I watched Easter Parade yesterday, as I do every Easter. The original tagline for the movie was “The Happiest Musical Ever Made,” and I think it lives up to the promotion. I’m pretty sure the worst thing that happens is a rainstorm - oh, and Peter Lawford gets a parking ticket.
There is zero mention of the Christian Easter holiday, but Fred Astaire does get to con a little boy out of a stuffed rabbit.
Not to mention Easter moves around the calendar (and not in the first Sunday in February sort of way), while Christmas is always Dec 25. That has to affect marketing as well.
This might be a bit of a chicken and the egg thing, but how often do people do something romantic together for Easter? They do all the time around Christmas, and you can put that in the romantic movie.
Well, the OP is asking about “romance movies” which by nature would not usually be religious. What would it even mean to be “Easter themed” and “religious rather than secular”, when the religious meaning of Easter is literally the center of the faith, and it’s not a holiday associated with jolly get-together vibes?
“Easter Parade” is the only example I can think of, and of course that’s centered not on remembering Christ’s sacrifice and triumphant overcoming of death itself, but whose Easter reference derives from… Women wearing hats on Fifth Avenue in the early 20th Century. And was basically in the movie just to use a popular song of the same name, that was written by a Jew.

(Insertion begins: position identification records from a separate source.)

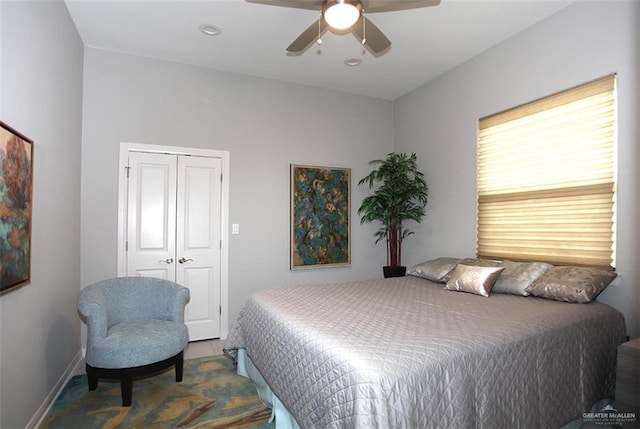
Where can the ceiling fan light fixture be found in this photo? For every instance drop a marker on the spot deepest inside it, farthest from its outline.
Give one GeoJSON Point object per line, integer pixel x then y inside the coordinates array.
{"type": "Point", "coordinates": [210, 29]}
{"type": "Point", "coordinates": [341, 14]}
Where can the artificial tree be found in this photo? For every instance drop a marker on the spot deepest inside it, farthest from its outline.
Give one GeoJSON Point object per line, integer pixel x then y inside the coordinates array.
{"type": "Point", "coordinates": [400, 194]}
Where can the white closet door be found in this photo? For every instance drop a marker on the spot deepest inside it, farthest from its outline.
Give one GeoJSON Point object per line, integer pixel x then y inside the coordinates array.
{"type": "Point", "coordinates": [151, 216]}
{"type": "Point", "coordinates": [174, 218]}
{"type": "Point", "coordinates": [199, 241]}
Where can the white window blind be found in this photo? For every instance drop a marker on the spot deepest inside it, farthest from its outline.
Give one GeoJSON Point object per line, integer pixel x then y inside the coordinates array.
{"type": "Point", "coordinates": [546, 179]}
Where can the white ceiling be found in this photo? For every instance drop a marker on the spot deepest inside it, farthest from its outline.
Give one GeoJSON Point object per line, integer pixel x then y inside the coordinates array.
{"type": "Point", "coordinates": [425, 42]}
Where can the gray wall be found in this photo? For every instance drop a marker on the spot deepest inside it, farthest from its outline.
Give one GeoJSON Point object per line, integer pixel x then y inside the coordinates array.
{"type": "Point", "coordinates": [264, 124]}
{"type": "Point", "coordinates": [41, 89]}
{"type": "Point", "coordinates": [439, 121]}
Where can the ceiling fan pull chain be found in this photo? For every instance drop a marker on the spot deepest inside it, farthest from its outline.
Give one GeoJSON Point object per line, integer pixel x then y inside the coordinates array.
{"type": "Point", "coordinates": [364, 28]}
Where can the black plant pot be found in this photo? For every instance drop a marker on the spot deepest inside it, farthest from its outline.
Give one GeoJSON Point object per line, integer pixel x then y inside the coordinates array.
{"type": "Point", "coordinates": [394, 271]}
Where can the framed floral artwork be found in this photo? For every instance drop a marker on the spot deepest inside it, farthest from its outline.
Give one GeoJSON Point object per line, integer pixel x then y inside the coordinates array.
{"type": "Point", "coordinates": [16, 181]}
{"type": "Point", "coordinates": [320, 216]}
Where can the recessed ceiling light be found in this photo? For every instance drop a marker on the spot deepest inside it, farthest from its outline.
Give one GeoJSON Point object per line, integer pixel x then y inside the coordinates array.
{"type": "Point", "coordinates": [210, 29]}
{"type": "Point", "coordinates": [352, 62]}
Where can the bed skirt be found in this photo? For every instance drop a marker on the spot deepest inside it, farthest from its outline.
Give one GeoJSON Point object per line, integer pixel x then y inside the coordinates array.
{"type": "Point", "coordinates": [246, 368]}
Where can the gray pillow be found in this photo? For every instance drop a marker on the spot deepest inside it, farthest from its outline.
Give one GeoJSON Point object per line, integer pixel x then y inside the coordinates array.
{"type": "Point", "coordinates": [436, 270]}
{"type": "Point", "coordinates": [479, 262]}
{"type": "Point", "coordinates": [517, 276]}
{"type": "Point", "coordinates": [572, 284]}
{"type": "Point", "coordinates": [472, 279]}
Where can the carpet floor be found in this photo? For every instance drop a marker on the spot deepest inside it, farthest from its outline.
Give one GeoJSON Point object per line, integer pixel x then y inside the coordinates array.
{"type": "Point", "coordinates": [211, 395]}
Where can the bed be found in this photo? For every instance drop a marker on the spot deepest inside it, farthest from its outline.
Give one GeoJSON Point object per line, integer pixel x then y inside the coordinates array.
{"type": "Point", "coordinates": [406, 353]}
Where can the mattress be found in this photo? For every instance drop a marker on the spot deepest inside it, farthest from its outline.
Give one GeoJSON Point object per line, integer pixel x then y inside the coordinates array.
{"type": "Point", "coordinates": [405, 353]}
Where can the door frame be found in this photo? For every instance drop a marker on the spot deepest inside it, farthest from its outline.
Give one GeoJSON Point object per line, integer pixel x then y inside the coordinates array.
{"type": "Point", "coordinates": [125, 149]}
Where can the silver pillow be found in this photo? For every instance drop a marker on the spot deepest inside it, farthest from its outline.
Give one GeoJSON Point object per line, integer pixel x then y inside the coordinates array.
{"type": "Point", "coordinates": [479, 262]}
{"type": "Point", "coordinates": [472, 279]}
{"type": "Point", "coordinates": [572, 284]}
{"type": "Point", "coordinates": [517, 276]}
{"type": "Point", "coordinates": [436, 270]}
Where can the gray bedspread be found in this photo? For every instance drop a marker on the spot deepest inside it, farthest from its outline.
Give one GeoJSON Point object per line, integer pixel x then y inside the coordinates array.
{"type": "Point", "coordinates": [404, 353]}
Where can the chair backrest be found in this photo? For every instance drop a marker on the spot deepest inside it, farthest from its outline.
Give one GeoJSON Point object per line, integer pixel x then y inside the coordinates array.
{"type": "Point", "coordinates": [137, 298]}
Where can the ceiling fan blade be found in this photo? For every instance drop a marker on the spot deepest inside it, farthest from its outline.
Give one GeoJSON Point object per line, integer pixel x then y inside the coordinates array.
{"type": "Point", "coordinates": [308, 37]}
{"type": "Point", "coordinates": [375, 39]}
{"type": "Point", "coordinates": [373, 6]}
{"type": "Point", "coordinates": [299, 4]}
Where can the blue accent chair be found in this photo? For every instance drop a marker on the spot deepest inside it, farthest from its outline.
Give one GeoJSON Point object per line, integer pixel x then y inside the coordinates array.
{"type": "Point", "coordinates": [135, 327]}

The only “Easter” movies I can think of that aren’t cartoon-bunny-related but religiously centered would be The Greatest Story Ever Told, or Ben Hur, or The Life of Brian, the last of which I guess had a romantic subplot in it.
Interesting to read about about the idea that Christmas and Easter were somehow Christian in origin, but are becoming less so. Surely both are older ideas than Christianity? Even the name of Easter references pagan celebrations of spring and rebirth! Christmas…OK, that obviously is a Christian name, but that’s something that the midwinter festivals of numerous cultures have had appended to them along the way.
And that sort of helps with the idea of why Christmas is better romance-fodder. People everywhere have Winter festivals: “it’s cold and dark, let’s do joyful things to cheer ourselves up”. It’s all about creating hope and happiness, coming together, etc. despite the adversity. Spring festivals celebrate everything now being OK - they’re not about hope or putting in the effort to pretty up the darkness: there’s no need to hope or to decorate when you’re surrounded by new life.
So at Christmas, you have people coming together, being happy in the face of hardship; goodness despite the bad. That’s love story material.
Easter, you’re enjoying how great things already are, nature’s handing you life and beauty. There’s no adversity to overcome. Nice, but it’s not much of a story when happiness is in no doubt. (And there’s less impetus to find a mate when you’re knee-deep in offspring).
Christmas is more inherently love story-y than Easter.